Todos os foras do presidente | texto do Jayme Serva

O publicitário estava sob o maior nível de tensao de toda a sua carreira. Era o auge dela, ao mesmo tempo em que estava sob intensa saraivada, de um lado, e enorme pressao, de outro. No centro? Duas palavrinhas que soavam como uma avalanche sobre sua cabeça: “Fora, Temer”. Logo agora, que ele havia resgatado o antigo “Ordem e progresso”, com brilho e destreza, causando inveja aos Nizans, Washingtons, Nelsons e tantos outros que antes desdenhavam seu talento. Nao conseguia dormir mais de 10 minutos seguidos.

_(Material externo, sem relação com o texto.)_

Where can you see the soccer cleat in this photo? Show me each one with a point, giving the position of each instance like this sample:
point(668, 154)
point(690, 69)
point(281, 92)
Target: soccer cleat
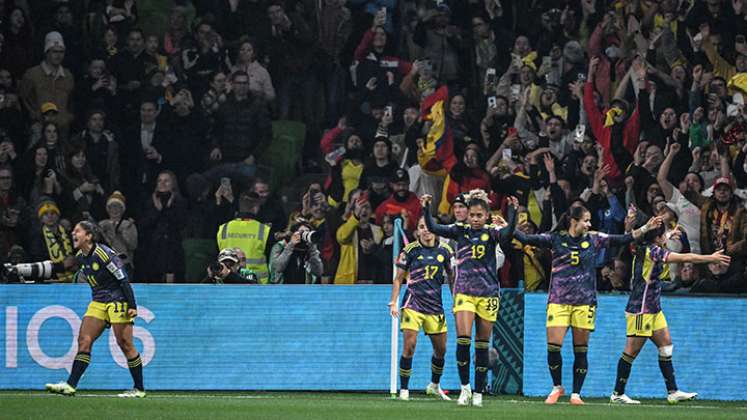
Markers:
point(477, 399)
point(436, 391)
point(132, 393)
point(62, 388)
point(576, 399)
point(622, 399)
point(557, 392)
point(677, 396)
point(465, 396)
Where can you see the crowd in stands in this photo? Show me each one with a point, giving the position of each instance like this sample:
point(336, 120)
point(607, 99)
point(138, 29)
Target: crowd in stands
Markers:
point(168, 138)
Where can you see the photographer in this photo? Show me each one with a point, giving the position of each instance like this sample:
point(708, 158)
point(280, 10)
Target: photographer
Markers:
point(295, 259)
point(226, 270)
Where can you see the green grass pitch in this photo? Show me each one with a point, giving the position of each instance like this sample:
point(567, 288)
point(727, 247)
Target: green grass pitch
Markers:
point(330, 406)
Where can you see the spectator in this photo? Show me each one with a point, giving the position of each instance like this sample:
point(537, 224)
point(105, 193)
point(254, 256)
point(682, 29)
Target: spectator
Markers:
point(39, 177)
point(295, 259)
point(402, 202)
point(204, 59)
point(120, 232)
point(378, 172)
point(49, 240)
point(17, 47)
point(102, 149)
point(260, 82)
point(13, 213)
point(288, 45)
point(270, 210)
point(186, 149)
point(98, 88)
point(49, 82)
point(161, 257)
point(466, 176)
point(359, 241)
point(130, 67)
point(141, 157)
point(242, 131)
point(723, 225)
point(248, 234)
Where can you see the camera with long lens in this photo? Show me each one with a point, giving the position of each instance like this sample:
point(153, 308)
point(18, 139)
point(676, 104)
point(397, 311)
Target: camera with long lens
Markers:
point(310, 236)
point(28, 272)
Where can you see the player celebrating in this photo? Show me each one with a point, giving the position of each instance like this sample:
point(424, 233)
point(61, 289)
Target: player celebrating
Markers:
point(644, 316)
point(572, 297)
point(427, 265)
point(113, 304)
point(476, 287)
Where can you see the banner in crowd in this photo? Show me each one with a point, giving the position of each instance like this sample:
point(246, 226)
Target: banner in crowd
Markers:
point(708, 333)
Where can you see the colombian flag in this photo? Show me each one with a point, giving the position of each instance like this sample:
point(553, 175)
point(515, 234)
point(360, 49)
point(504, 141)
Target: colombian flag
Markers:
point(436, 156)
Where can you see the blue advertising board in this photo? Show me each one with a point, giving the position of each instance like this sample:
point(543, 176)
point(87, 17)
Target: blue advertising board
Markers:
point(215, 338)
point(710, 349)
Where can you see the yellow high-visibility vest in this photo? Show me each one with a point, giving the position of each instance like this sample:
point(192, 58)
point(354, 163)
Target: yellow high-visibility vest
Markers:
point(250, 236)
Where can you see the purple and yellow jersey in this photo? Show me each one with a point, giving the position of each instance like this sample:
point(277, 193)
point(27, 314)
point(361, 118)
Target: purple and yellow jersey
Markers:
point(105, 273)
point(574, 276)
point(476, 254)
point(427, 269)
point(649, 270)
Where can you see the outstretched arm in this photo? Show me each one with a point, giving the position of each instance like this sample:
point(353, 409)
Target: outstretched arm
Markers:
point(661, 177)
point(396, 285)
point(717, 257)
point(543, 240)
point(447, 231)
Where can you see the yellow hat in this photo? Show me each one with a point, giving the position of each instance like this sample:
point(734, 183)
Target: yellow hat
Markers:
point(116, 197)
point(47, 206)
point(49, 106)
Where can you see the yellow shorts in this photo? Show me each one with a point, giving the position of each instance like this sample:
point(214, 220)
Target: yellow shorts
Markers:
point(486, 307)
point(576, 316)
point(430, 324)
point(644, 325)
point(111, 313)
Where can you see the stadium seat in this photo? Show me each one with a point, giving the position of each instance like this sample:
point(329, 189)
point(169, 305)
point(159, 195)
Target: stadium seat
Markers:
point(283, 154)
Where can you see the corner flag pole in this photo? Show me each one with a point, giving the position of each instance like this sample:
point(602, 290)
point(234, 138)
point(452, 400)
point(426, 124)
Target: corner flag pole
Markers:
point(397, 244)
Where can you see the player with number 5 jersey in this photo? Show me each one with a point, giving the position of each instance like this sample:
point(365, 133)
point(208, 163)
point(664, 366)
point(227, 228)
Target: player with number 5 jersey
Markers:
point(476, 286)
point(572, 296)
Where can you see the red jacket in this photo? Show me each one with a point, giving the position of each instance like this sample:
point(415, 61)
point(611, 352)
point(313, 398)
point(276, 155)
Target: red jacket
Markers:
point(603, 135)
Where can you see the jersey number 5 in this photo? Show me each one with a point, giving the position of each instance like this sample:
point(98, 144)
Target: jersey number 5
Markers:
point(478, 251)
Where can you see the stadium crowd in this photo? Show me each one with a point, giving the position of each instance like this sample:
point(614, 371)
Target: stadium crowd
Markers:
point(632, 108)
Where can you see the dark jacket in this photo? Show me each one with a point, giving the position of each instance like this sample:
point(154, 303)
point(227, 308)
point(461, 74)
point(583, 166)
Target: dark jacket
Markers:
point(242, 128)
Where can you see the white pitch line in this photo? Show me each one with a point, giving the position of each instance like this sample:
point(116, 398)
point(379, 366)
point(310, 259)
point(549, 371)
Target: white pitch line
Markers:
point(418, 399)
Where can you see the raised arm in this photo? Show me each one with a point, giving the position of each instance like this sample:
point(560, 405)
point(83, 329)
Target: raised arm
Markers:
point(447, 231)
point(661, 177)
point(396, 285)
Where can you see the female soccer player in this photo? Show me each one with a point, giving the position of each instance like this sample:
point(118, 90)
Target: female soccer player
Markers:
point(113, 304)
point(572, 297)
point(644, 316)
point(476, 287)
point(427, 265)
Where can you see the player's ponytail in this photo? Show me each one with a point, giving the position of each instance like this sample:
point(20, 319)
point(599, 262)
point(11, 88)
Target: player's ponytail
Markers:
point(577, 212)
point(93, 230)
point(480, 198)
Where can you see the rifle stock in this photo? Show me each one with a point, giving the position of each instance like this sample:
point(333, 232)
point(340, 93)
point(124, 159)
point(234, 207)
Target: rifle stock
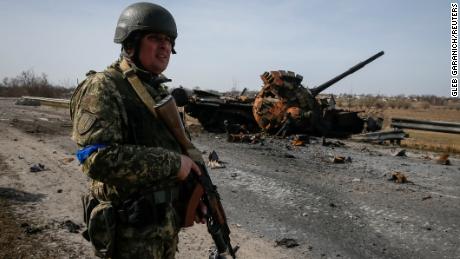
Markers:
point(197, 188)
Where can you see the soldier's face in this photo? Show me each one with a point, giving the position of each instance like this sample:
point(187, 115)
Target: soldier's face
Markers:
point(155, 51)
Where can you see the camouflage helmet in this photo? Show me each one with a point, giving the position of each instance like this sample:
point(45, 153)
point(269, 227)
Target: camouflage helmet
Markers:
point(145, 17)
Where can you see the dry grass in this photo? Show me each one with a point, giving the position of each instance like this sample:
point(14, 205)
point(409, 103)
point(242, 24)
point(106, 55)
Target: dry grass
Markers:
point(425, 140)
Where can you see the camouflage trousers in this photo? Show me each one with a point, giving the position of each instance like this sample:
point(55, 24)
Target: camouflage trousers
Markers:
point(156, 241)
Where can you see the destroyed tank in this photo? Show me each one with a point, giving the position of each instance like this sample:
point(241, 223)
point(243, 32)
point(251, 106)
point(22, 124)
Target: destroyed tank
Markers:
point(216, 112)
point(285, 106)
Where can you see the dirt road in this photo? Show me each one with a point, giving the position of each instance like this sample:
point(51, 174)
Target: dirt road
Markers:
point(270, 191)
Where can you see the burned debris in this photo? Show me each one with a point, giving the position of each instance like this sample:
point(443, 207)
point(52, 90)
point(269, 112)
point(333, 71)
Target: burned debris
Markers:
point(282, 107)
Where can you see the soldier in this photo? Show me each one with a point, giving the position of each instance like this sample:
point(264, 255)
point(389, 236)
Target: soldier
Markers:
point(135, 164)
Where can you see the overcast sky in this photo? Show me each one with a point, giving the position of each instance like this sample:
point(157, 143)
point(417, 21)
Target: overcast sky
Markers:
point(225, 44)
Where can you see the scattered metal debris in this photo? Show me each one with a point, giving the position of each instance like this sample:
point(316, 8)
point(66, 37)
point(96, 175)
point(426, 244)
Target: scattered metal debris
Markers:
point(341, 159)
point(398, 177)
point(300, 140)
point(37, 168)
point(443, 159)
point(246, 138)
point(214, 162)
point(30, 230)
point(336, 143)
point(71, 226)
point(394, 136)
point(66, 160)
point(287, 242)
point(401, 152)
point(426, 198)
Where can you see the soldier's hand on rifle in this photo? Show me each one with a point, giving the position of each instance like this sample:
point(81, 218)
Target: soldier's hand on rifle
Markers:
point(186, 166)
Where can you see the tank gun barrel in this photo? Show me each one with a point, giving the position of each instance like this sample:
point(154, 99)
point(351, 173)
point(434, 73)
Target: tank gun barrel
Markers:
point(316, 90)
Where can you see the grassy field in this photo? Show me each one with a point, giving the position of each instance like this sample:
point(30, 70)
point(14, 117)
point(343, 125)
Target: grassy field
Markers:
point(436, 141)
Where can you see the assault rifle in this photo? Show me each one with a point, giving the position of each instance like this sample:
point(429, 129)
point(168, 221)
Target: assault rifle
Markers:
point(197, 188)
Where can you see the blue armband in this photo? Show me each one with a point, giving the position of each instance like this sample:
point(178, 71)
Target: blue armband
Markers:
point(85, 152)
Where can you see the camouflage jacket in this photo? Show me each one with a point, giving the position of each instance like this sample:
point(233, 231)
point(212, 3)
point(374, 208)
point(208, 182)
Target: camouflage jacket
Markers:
point(140, 152)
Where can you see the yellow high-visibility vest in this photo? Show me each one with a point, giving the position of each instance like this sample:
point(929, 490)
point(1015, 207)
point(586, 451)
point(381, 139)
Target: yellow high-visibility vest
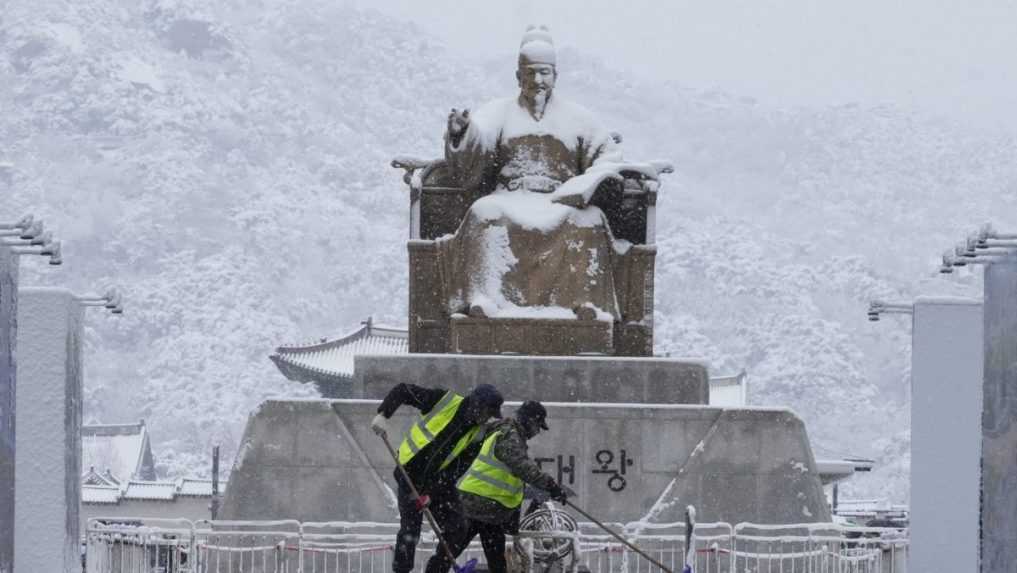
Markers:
point(488, 477)
point(426, 427)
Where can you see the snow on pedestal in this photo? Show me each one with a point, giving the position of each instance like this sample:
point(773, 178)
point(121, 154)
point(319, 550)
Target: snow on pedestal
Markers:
point(8, 331)
point(49, 430)
point(946, 434)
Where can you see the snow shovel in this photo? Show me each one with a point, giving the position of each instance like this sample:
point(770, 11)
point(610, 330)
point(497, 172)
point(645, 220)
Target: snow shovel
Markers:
point(470, 565)
point(617, 536)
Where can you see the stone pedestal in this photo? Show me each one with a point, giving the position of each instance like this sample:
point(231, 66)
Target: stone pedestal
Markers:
point(319, 461)
point(999, 419)
point(49, 431)
point(8, 334)
point(946, 434)
point(565, 379)
point(634, 437)
point(530, 336)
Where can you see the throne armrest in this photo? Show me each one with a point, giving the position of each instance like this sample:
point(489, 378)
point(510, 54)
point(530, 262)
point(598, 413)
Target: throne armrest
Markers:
point(630, 205)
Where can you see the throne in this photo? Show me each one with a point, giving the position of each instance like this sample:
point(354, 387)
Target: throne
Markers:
point(437, 206)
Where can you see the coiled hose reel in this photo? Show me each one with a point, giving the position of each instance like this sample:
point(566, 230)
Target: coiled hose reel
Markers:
point(548, 519)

Mas naquela madrugada, ao acordar engasgando com a própria saliva, da tosse emergiu uma soluçao: “Bora, Temer!” Eureka! Era aquilo! 7 e quinze da manhã, chega à ante-sala do chefe máximo com um cartaz embaixo do braço, montado em papel duplex. O chefe de gabinete vê aquilo, olha para o publicitário, que tem um estranho brilho nos olhos. Dá uma desculpa qualquer, pede que o homem deixe a peça ali, que a mostraria sem falta ao chefe.

Voltando para o pequeno apartamento alugado em Brasília, o homem mal para no bar da quadra, ainda vazio, come meia coxinha e sobe. Tenso, senta-se numa cadeira dura e pensa na incrível ideia que tivera. “Bora, Temer”. O Brasil todo repetiria aquele mantra. De repente, do nada – como soem ser os grandes insights – vem a ideia genial. Antes que ela se perdesse no ar, ele corre ao computador e se poe a escrever, sofregamente. Nao pára ao longo de uma hora. Entao, olha para a tela, com o ar de um Colombo avistando sua San Salvador, salva a preciosidade e ato contínuo tecla ctrl-P.

Enquanto a velha impressora começa a vomitar as folhas de papel, ele cai no sofá, exausto, e mergulha em um sono reparador, que só termina na manhã seguinte. Assim que acorda, salta do sofá e vê junto à impressora as folhas soltas. Junta-as e sai, sem banho, sem se barbear, com a mesma roupa da véspera, e corre até o palácio. Espera por torturantes duas horas até que o chefe de gabinete o atenda. Entra na sala com um ar que mistura súplica com a loucura dos gênios em criaçao. Quase gritando, declara:
– Descobri! Tudo está resolvido!
– Como? pergunta o embasbacado burocrata.
– A comunicaçao do Presidente. Ela está toda resolvida.

E antes que o outro dissesse alguma coisa, ele começa:
– Bora, Temer! Depois, vem Cora, Temer – para quando ele for elogiado! Cobra, Temer – pra quando for preciso exigir de seus ministros! Flora, Temer – pra quando for defender o meio ambiente! Mora, Temer – pra quando receber o Roberto Carlos! Torá, Temer – pra finalmente receber as credenciais do embaixador de Israel! Foca, Temer – durante entrevistas a estudantes de jornalismo! Toca, Temer – em festinhas de aniversário onde houver um piano! Chora, Temer – pra ocasioes de forte emoçao, como o encontro de Carlos Magno com Ivanhoé…

O homem seguia a leitura, sem parar, quase sem respirar. Nao notou quando o chefe de gabinete foi discretamente ao telefone.
– Coca, Temer – pra quando o presidente recusar um guaraná!, Fofa, Temer…

Foram apenas cinco minutos até que a segurança acompanhada de um rapaz de branco, com uma seringa na mao, apareceu. O chefe de gabinete voltou a suas tarefas, nao sem antes um leve balanço de cabeça. Mais tarde, o enfermeiro naquele sanatório do Setor de Áreas Isoladas Norte se arrepiou com o lamento repetido como um mantra, que vinha do quarto do novo paciente.
– Metáfora, Temer! Diáspora, Temer! Dulcora, Temer! Passiflora, Temer! Aquiagora, Temer! Vamboravamboraolhahora, Temer!

O enfermeiro acendeu um cigarro. Era cada noite pior que a outra.